Taxes in Illinois are going to go up. Governor Pritzker is asking Illinois voters to approve changing the state constitution so that the tax increase will be shouldered by the 3% of residents most able to take up that burden: those with incomes of more than $250,000 per year.
Taxes in Illinois must go up because the state’s financial situation is untenable. But how far in the hole is Illinois? It is harder to tell than you might think.
Think tanks like the Illinois Policy Institute emphasize the size of Illinois’ state and local pension liabilities – over $200 billion! – and advocate ending pension programs for public employees in favor of individual retirement accounts. If you are not a public employee, that might sound fine. Pensions are rare in the private sector nowadays – maybe they should be for teachers, police, and firefighters, too.
However, as former Governor Rauner found out when he tried to slash pension benefits in 2015, the Illinois constitution declares public pensions binding contractual obligations “the benefits of which shall not be diminished or impaired.” It is all well and good to talk of cutting benefits, but you can be sure that current and future pensioners will fight it tooth and nail.
What about cutting waste, fraud, and abuse? The Illinois Legislature is famous for its profligacy, right? Not so much, it turns out. In inflation-adjusted terms, the state has cut spending on public services by 23% since 2000. And $9 out of every $10 in the state’s operating budget go to core services: education, health care, human services, and public safety. We could enact budget cuts – and if the Fair Tax amendment does not go though there is a very strong likelihood that will happen – but they will fall largely on the state’s most vulnerable populations.
Illinois also carries a formal debt burden – over $43 billion in bond obligations as of June 2020, with $12 billion of that representing interest payments. The state’s credit rating has approached junk status in recent years, pushing borrowing costs higher. But, as I tell my students, it is important to remember that one person’s debts are another person’s assets. Who owns all that debt that Illinois has issued over the years? Financial institutions like hedge funds and investment banks – and it is in their interest that Illinois remain a fiscal basket case, because that will keep up the return-on-investment for those bonds high.

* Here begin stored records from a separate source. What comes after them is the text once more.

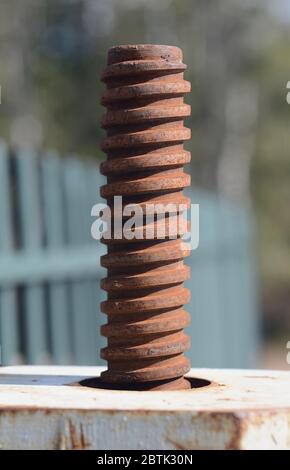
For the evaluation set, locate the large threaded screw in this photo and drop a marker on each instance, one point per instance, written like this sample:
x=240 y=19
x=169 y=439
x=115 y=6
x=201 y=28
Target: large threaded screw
x=145 y=158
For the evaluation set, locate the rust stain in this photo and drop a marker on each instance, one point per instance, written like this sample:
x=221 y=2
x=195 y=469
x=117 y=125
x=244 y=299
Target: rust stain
x=145 y=159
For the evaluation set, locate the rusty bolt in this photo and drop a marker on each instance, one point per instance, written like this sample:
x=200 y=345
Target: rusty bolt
x=145 y=159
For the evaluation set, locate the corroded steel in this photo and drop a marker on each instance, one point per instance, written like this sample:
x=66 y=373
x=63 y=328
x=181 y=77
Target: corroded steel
x=145 y=158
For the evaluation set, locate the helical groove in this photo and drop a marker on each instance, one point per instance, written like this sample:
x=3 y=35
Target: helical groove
x=145 y=129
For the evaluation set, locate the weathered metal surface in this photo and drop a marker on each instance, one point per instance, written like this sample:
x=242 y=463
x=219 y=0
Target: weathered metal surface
x=145 y=159
x=46 y=408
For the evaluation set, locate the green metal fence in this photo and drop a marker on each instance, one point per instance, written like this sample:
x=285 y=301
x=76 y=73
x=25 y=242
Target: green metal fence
x=50 y=271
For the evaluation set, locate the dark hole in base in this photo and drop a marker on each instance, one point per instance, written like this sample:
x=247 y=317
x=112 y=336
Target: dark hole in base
x=96 y=382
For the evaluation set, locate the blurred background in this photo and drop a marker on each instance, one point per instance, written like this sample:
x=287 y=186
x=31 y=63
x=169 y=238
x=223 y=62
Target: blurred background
x=51 y=55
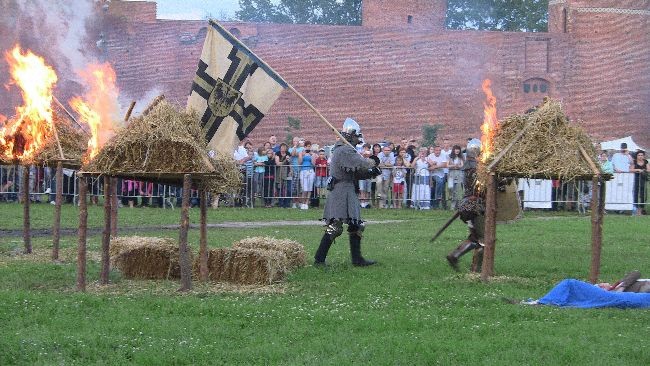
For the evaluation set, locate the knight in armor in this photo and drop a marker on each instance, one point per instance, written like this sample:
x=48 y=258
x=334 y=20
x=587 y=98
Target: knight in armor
x=342 y=205
x=471 y=208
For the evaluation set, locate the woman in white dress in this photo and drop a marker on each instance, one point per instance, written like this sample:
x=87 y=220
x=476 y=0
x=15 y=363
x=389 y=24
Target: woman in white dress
x=420 y=192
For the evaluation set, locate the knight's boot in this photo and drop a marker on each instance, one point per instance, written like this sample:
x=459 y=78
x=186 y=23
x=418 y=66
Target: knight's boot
x=355 y=252
x=461 y=250
x=323 y=248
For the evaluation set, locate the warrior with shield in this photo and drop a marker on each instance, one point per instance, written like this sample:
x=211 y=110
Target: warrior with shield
x=342 y=206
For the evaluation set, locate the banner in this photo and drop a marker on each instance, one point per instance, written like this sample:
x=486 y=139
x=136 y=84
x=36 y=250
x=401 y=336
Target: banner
x=232 y=90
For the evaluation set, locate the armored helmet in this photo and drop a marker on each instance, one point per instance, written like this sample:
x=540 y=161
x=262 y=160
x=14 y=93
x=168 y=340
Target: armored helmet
x=474 y=148
x=351 y=127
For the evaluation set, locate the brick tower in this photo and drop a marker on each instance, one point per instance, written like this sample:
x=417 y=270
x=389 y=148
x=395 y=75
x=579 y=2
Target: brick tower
x=417 y=14
x=609 y=73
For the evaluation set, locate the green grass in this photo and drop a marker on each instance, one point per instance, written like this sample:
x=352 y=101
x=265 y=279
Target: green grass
x=409 y=309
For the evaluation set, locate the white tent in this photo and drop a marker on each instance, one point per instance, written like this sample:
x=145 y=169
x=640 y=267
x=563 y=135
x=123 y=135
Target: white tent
x=616 y=144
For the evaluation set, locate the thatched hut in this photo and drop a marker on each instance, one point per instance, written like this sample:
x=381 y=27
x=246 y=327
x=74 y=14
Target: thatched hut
x=541 y=144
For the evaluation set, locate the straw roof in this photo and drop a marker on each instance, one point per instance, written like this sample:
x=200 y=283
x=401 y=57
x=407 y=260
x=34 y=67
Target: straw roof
x=549 y=148
x=74 y=143
x=162 y=145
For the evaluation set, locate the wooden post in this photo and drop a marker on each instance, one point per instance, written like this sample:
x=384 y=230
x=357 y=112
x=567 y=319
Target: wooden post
x=83 y=230
x=203 y=241
x=58 y=200
x=27 y=235
x=184 y=255
x=106 y=234
x=490 y=227
x=114 y=205
x=596 y=227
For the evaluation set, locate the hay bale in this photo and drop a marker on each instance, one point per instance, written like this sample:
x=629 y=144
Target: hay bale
x=549 y=148
x=294 y=251
x=146 y=258
x=74 y=142
x=246 y=266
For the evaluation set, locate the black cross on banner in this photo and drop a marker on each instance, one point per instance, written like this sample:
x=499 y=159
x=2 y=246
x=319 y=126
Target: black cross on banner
x=224 y=97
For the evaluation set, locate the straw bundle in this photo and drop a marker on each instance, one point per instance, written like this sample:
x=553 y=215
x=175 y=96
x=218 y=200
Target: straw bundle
x=246 y=266
x=146 y=258
x=227 y=177
x=294 y=251
x=162 y=141
x=549 y=148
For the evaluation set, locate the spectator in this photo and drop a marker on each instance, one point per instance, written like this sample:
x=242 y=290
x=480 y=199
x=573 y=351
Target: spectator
x=640 y=169
x=438 y=163
x=406 y=158
x=365 y=185
x=258 y=178
x=399 y=175
x=294 y=151
x=274 y=144
x=244 y=157
x=374 y=182
x=283 y=173
x=386 y=163
x=622 y=160
x=307 y=176
x=269 y=178
x=321 y=174
x=606 y=165
x=456 y=177
x=421 y=192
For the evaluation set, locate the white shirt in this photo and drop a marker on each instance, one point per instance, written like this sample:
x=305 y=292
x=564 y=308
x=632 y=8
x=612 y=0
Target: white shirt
x=441 y=159
x=446 y=153
x=240 y=153
x=621 y=162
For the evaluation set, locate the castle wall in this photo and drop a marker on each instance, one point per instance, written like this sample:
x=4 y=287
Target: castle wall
x=394 y=80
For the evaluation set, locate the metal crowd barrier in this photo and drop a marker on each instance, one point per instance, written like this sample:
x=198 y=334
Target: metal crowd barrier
x=259 y=190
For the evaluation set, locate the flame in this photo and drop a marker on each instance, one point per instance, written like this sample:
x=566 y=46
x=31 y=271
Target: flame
x=32 y=125
x=99 y=105
x=490 y=122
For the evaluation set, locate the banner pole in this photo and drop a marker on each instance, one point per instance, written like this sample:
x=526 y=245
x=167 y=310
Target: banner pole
x=289 y=86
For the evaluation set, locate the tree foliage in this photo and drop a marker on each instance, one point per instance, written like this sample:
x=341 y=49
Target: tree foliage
x=501 y=15
x=341 y=12
x=430 y=134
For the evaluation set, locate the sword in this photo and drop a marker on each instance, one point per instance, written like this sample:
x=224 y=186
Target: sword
x=446 y=225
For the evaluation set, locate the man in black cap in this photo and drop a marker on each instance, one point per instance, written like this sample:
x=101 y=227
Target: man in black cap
x=622 y=160
x=342 y=205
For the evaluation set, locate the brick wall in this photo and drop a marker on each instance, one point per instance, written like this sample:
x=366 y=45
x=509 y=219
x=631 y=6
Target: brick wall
x=609 y=77
x=393 y=80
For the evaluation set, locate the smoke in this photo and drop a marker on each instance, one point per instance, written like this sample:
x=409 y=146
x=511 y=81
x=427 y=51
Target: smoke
x=59 y=29
x=142 y=103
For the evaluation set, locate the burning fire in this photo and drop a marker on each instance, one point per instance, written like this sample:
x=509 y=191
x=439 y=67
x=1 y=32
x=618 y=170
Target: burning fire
x=490 y=122
x=99 y=105
x=32 y=125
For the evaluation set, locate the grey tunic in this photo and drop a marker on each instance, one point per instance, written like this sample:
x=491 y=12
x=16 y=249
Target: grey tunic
x=342 y=202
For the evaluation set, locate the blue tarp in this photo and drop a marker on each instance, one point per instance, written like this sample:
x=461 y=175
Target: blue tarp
x=578 y=294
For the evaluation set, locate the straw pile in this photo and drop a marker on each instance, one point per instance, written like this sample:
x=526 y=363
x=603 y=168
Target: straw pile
x=246 y=266
x=294 y=251
x=146 y=258
x=74 y=142
x=162 y=141
x=165 y=140
x=549 y=148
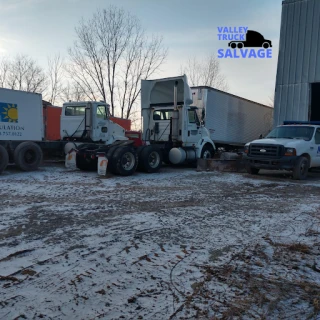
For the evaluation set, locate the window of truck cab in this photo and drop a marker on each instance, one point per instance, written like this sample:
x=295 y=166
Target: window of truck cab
x=193 y=117
x=102 y=112
x=75 y=110
x=162 y=114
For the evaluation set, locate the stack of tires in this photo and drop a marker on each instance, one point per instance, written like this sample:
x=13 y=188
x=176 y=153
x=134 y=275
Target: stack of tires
x=27 y=156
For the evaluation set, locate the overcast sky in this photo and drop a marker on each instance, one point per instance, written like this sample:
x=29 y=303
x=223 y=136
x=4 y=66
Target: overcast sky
x=41 y=28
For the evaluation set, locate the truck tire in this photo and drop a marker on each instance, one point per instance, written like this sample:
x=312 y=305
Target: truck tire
x=28 y=156
x=125 y=161
x=300 y=170
x=207 y=152
x=82 y=164
x=151 y=159
x=4 y=159
x=252 y=170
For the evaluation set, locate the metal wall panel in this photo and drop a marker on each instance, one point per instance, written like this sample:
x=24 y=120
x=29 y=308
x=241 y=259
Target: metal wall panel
x=298 y=60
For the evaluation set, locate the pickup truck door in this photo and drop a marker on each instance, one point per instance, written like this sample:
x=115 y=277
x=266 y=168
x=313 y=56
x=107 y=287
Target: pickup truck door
x=315 y=161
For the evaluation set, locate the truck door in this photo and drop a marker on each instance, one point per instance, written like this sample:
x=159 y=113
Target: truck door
x=194 y=129
x=100 y=126
x=315 y=161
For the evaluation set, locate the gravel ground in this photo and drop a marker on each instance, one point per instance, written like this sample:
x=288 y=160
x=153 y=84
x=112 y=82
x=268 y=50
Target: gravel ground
x=178 y=244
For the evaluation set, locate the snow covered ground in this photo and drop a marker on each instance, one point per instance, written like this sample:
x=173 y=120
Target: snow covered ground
x=178 y=244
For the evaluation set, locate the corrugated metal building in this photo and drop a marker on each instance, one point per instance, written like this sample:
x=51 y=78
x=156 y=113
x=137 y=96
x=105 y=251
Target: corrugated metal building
x=297 y=95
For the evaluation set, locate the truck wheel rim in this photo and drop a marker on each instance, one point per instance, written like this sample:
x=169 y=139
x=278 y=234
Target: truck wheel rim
x=207 y=154
x=128 y=161
x=154 y=159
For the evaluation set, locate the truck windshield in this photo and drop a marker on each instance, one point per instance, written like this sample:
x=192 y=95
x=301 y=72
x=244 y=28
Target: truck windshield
x=292 y=132
x=101 y=112
x=75 y=110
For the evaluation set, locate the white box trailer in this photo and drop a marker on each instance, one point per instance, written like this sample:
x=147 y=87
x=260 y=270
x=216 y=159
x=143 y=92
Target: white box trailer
x=231 y=120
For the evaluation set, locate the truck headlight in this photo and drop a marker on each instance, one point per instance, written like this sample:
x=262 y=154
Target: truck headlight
x=290 y=152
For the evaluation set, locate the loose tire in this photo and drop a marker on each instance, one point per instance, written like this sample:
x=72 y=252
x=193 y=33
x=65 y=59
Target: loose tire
x=252 y=170
x=300 y=170
x=83 y=164
x=207 y=152
x=28 y=156
x=151 y=159
x=4 y=159
x=125 y=161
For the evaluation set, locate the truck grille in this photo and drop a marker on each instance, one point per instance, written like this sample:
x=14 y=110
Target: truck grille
x=271 y=150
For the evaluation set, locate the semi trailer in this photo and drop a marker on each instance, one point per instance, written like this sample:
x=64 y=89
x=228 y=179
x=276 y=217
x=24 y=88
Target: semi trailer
x=231 y=120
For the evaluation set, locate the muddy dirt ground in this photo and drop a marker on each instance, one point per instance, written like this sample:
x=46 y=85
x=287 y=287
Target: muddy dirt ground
x=178 y=244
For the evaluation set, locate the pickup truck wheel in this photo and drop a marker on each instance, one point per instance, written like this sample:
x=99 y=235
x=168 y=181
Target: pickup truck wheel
x=252 y=170
x=28 y=156
x=151 y=159
x=300 y=170
x=125 y=161
x=4 y=159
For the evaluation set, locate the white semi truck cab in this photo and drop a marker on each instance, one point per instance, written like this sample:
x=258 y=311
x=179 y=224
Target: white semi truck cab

So how deep is the hole? I propose we turn our attention to the present budget deficit of $5 billion. As is the case in any recession, the coronavirus shutdown has decreased tax revenues and increased the need for state spending. If we are to meet our long term fiscal commitments through a well-considered democratic process, we must first stave off the approaching budget crisis. Without higher taxes, state agencies face cuts of 5% across the board this year, and 10% the next.
“We may often fulfill all the rules of justice by sitting still and doing nothing,” wrote Scottish economist and moral philosopher Adam Smith. Perhaps the state’s fiscal woes do not concern you as long as they do not result in higher taxes. Only a third of Illinoisans reported being personally affected by the 2016-2017 budget impasse. If it is someone else who suffers, why concern yourself?
The Fair Tax Amendment is an opportunity for Illinois to move towards getting its fiscal house in order. If it fails, your taxes may not go up right away – but we’ll all pay for it one way or another.